Hum... Ok. Talvez não fosse tão ruim assim. Quer dizer, apesar dele não ser exatamente um amigo lá "hiper" íntimo por uma razão bem óbvia (o fato dele ter um pênis e nitidamente se ver como homem), o Daniel era meio que o único garoto além do meu irmão mais novo que conseguia não me deixar desconfortável. Tudo bem que tinha a ver com o fato do Pietro ser meu irmão, mais novo e gay  (e eu ter uma leve tendência a acreditar que talvez o Dani fosse assexual ou enrustido), mas ainda assim, sabe... 

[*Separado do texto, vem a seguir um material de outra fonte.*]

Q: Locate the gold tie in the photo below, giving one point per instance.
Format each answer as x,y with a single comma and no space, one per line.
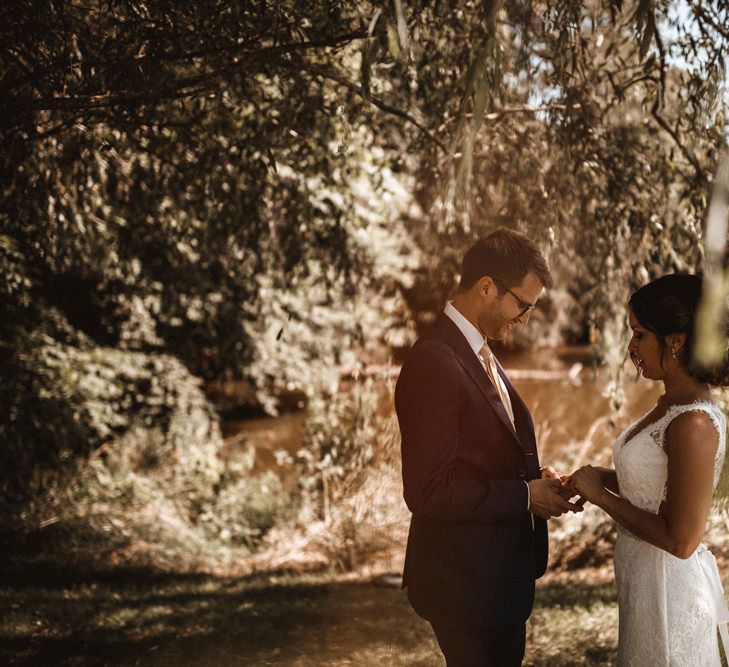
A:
493,373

Mesmo nós dois sendo apenas colegas desde o 1º ano do Médio que, de vez em quando, sentavam juntos no intervalo (geralmente porque a Vê tinha faltado no dia) e só sabiam o primeiro nome um do outro, ele era uma pessoa bem bacana. Sempre me sentia à vontade quando a gente conversava, mesmo que fosse só pra ficar falando de One Piece, Fullmetal Alchemist: Brotherhood e Kotoura-san (aliás, era bem legal como só a gente parecia conhecer aquele anime) ou comentando sobre como era ótimo quando as tias da cantina faziam salada de legumes (já que, olha só que coincidência: nós dois éramos vegetarianos).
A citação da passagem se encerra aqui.